In later years, when reminiscing about his vaudeville days, Hope didn’t like to dwell on, or even mention, Lloyd Durbin’s death. He glosses over it in one paragraph in his memoir Have Tux, Will Travel. Some chroniclers of Hope’s career have suggested that he willfully ignored his partner’s deteriorating health, reluctant to jeopardize his big break in show business. That is probably unfair. Still, what might have been a traumatic blow to another entertainer, or at least a sobering interruption in a budding career, was little more than a hiccup for Les Hope. Within days of Durbin’s death, he was back on the road with Hurley’s show. Fred Hurley had found him a new partner.
• • •
George Byrne was a soft-spoken, slightly built, angel-faced hoofer from Columbus, Ohio—like Durbin, a mild-mannered counterpoint to the more driven and outgoing Les Hope. “George was pink-cheeked and naïve,” Hope said. “He looked like a choir boy. He was real quiet. Real Ohio. He was a smooth dancer and had a likeable personality. We became good friends.”
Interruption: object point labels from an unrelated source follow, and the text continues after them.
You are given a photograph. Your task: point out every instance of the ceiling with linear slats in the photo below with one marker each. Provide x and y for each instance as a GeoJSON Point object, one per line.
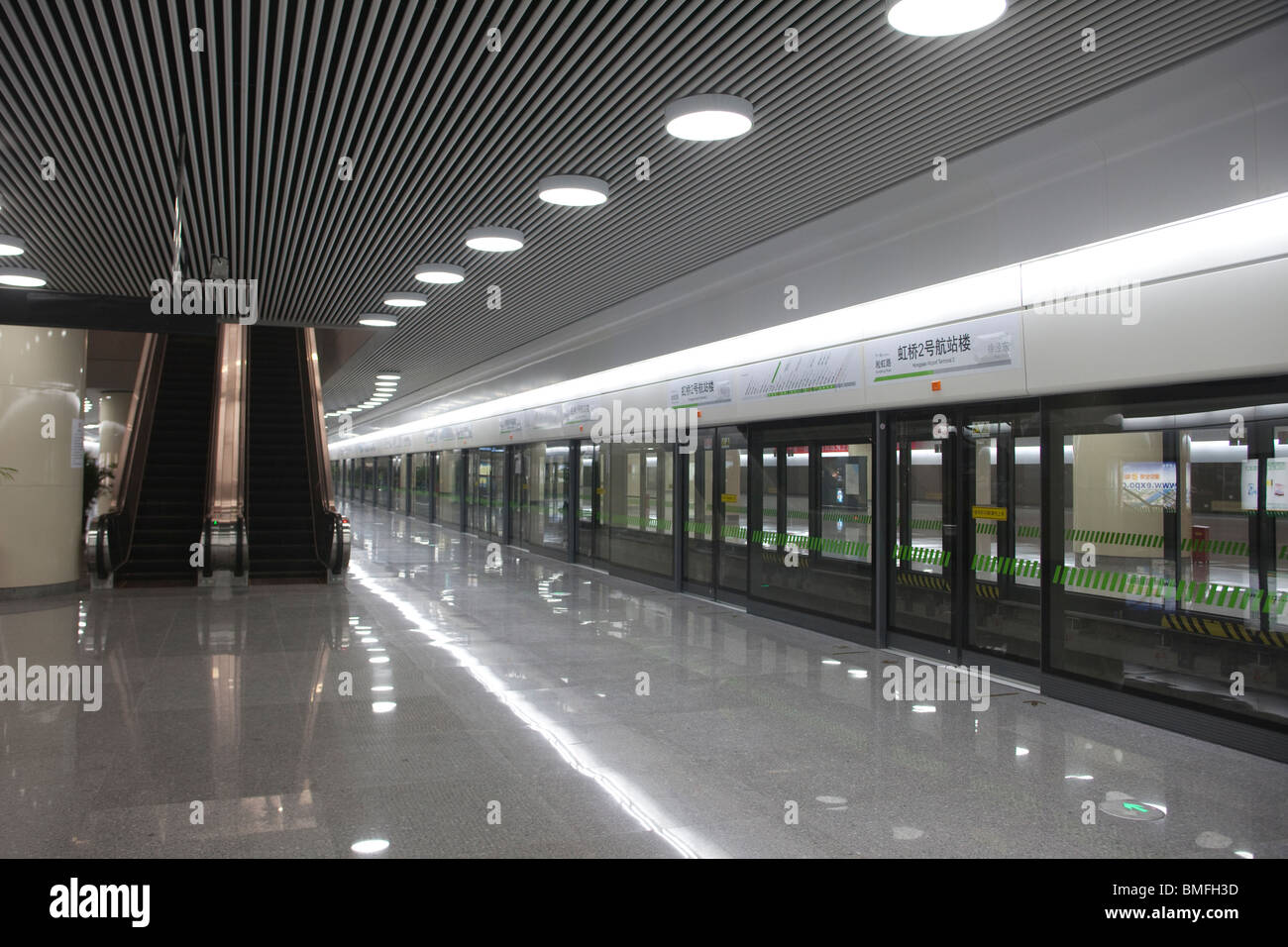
{"type": "Point", "coordinates": [445, 134]}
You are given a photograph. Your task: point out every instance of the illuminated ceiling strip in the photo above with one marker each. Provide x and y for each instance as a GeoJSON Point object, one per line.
{"type": "Point", "coordinates": [1243, 234]}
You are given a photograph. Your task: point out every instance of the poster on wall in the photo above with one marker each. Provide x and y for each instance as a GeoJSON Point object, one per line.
{"type": "Point", "coordinates": [824, 369]}
{"type": "Point", "coordinates": [77, 444]}
{"type": "Point", "coordinates": [1149, 484]}
{"type": "Point", "coordinates": [1248, 486]}
{"type": "Point", "coordinates": [962, 348]}
{"type": "Point", "coordinates": [578, 411]}
{"type": "Point", "coordinates": [1276, 484]}
{"type": "Point", "coordinates": [696, 392]}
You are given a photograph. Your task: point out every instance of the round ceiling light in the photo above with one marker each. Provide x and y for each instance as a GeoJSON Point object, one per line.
{"type": "Point", "coordinates": [493, 239]}
{"type": "Point", "coordinates": [404, 300]}
{"type": "Point", "coordinates": [22, 277]}
{"type": "Point", "coordinates": [574, 191]}
{"type": "Point", "coordinates": [439, 273]}
{"type": "Point", "coordinates": [941, 17]}
{"type": "Point", "coordinates": [708, 118]}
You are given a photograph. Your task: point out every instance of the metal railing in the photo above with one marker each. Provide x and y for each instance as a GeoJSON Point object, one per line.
{"type": "Point", "coordinates": [224, 526]}
{"type": "Point", "coordinates": [110, 536]}
{"type": "Point", "coordinates": [331, 535]}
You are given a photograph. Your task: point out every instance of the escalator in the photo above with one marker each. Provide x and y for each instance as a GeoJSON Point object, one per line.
{"type": "Point", "coordinates": [279, 501]}
{"type": "Point", "coordinates": [224, 457]}
{"type": "Point", "coordinates": [171, 495]}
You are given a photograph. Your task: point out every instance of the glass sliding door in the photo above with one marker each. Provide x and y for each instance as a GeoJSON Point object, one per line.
{"type": "Point", "coordinates": [640, 492]}
{"type": "Point", "coordinates": [699, 528]}
{"type": "Point", "coordinates": [966, 514]}
{"type": "Point", "coordinates": [397, 483]}
{"type": "Point", "coordinates": [420, 486]}
{"type": "Point", "coordinates": [382, 482]}
{"type": "Point", "coordinates": [812, 551]}
{"type": "Point", "coordinates": [544, 476]}
{"type": "Point", "coordinates": [447, 488]}
{"type": "Point", "coordinates": [591, 489]}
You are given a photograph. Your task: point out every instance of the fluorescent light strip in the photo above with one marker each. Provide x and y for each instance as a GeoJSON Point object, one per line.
{"type": "Point", "coordinates": [1241, 234]}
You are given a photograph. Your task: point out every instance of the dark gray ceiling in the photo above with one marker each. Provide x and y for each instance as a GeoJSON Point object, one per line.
{"type": "Point", "coordinates": [446, 136]}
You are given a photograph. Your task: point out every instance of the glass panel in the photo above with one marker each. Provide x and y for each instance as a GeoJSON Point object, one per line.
{"type": "Point", "coordinates": [1003, 541]}
{"type": "Point", "coordinates": [382, 482]}
{"type": "Point", "coordinates": [639, 506]}
{"type": "Point", "coordinates": [922, 586]}
{"type": "Point", "coordinates": [447, 493]}
{"type": "Point", "coordinates": [699, 509]}
{"type": "Point", "coordinates": [369, 479]}
{"type": "Point", "coordinates": [395, 483]}
{"type": "Point", "coordinates": [733, 505]}
{"type": "Point", "coordinates": [548, 493]}
{"type": "Point", "coordinates": [420, 486]}
{"type": "Point", "coordinates": [590, 495]}
{"type": "Point", "coordinates": [822, 562]}
{"type": "Point", "coordinates": [845, 493]}
{"type": "Point", "coordinates": [1170, 577]}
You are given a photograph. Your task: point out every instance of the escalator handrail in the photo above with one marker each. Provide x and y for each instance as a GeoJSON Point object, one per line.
{"type": "Point", "coordinates": [330, 530]}
{"type": "Point", "coordinates": [114, 531]}
{"type": "Point", "coordinates": [226, 471]}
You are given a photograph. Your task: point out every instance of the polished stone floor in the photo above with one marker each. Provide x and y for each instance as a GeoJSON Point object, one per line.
{"type": "Point", "coordinates": [536, 709]}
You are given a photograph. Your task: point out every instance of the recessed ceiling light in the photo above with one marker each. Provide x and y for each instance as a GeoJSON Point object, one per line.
{"type": "Point", "coordinates": [493, 239]}
{"type": "Point", "coordinates": [22, 277]}
{"type": "Point", "coordinates": [574, 191]}
{"type": "Point", "coordinates": [941, 17]}
{"type": "Point", "coordinates": [439, 273]}
{"type": "Point", "coordinates": [404, 300]}
{"type": "Point", "coordinates": [708, 118]}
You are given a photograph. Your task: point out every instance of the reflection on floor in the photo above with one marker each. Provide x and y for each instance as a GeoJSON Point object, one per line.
{"type": "Point", "coordinates": [540, 709]}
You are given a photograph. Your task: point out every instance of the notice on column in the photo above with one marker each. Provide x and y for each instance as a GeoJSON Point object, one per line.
{"type": "Point", "coordinates": [1276, 484]}
{"type": "Point", "coordinates": [962, 348]}
{"type": "Point", "coordinates": [77, 444]}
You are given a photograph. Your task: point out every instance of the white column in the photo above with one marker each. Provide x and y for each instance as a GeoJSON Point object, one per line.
{"type": "Point", "coordinates": [42, 386]}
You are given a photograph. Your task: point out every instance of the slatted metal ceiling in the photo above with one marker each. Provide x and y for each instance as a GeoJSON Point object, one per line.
{"type": "Point", "coordinates": [446, 136]}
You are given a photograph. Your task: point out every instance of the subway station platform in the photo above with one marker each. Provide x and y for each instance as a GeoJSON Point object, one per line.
{"type": "Point", "coordinates": [528, 707]}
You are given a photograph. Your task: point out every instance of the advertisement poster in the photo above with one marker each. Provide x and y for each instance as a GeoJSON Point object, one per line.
{"type": "Point", "coordinates": [1276, 484]}
{"type": "Point", "coordinates": [984, 344]}
{"type": "Point", "coordinates": [1150, 484]}
{"type": "Point", "coordinates": [1248, 486]}
{"type": "Point", "coordinates": [694, 392]}
{"type": "Point", "coordinates": [824, 369]}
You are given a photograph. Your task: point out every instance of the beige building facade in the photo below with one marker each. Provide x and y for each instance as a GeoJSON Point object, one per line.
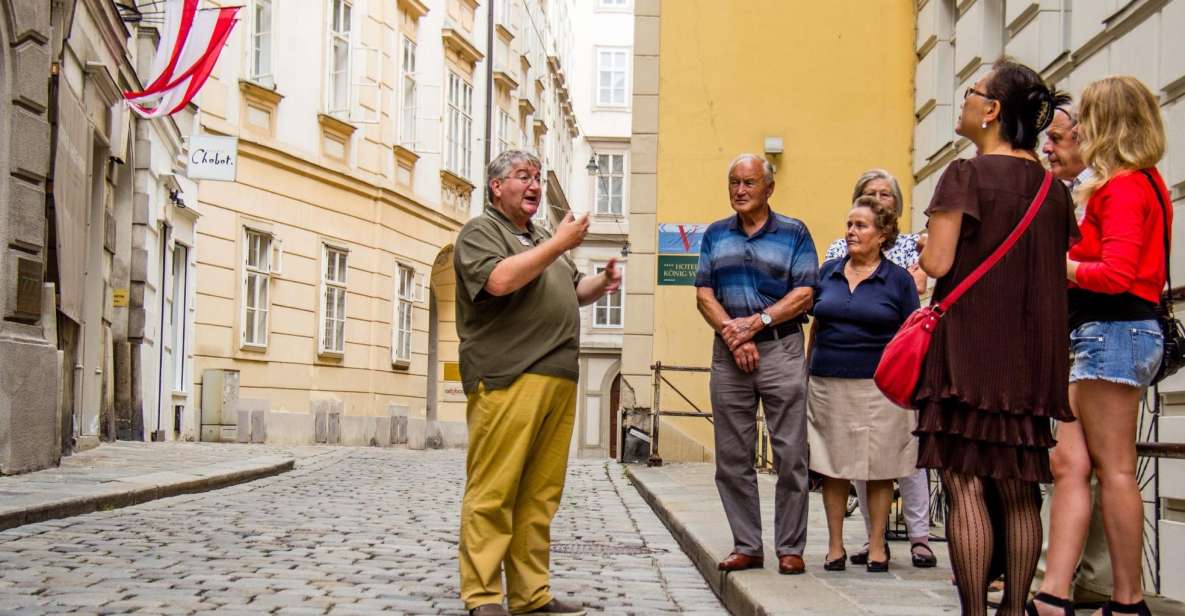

Hope and Byrne finished out the Jolly Follies season together, doing well enough to move up to third billing, dubbed “Dancers Supreme.” Next, Frank Maley put them in a blackface revue called The Blackface Follies. As Hope tells it, on their first night in McKeesport, Pennsylvania, they blacked up with greasepaint instead of the usual burned cork and had to work all night trying to get it out. “After that we told Maley we thought we’d skip the blackface,” said Hope. Instead, Fred Hurley cast them in a new tab show he was readying for the 1925–26 season, called Smiling Eyes.
The show was another mélange of sketches, songs, and dance numbers, with Hope playing leading roles and character parts, singing in a quartet with Maley and two others, and joining Byrne for a featured dance spot. The team added bits of comedy to their act—mostly corny, secondhand vaudeville gags, with Les typically playing the straight man. George, for example, might walk across the stage with a woman’s dress on a hanger.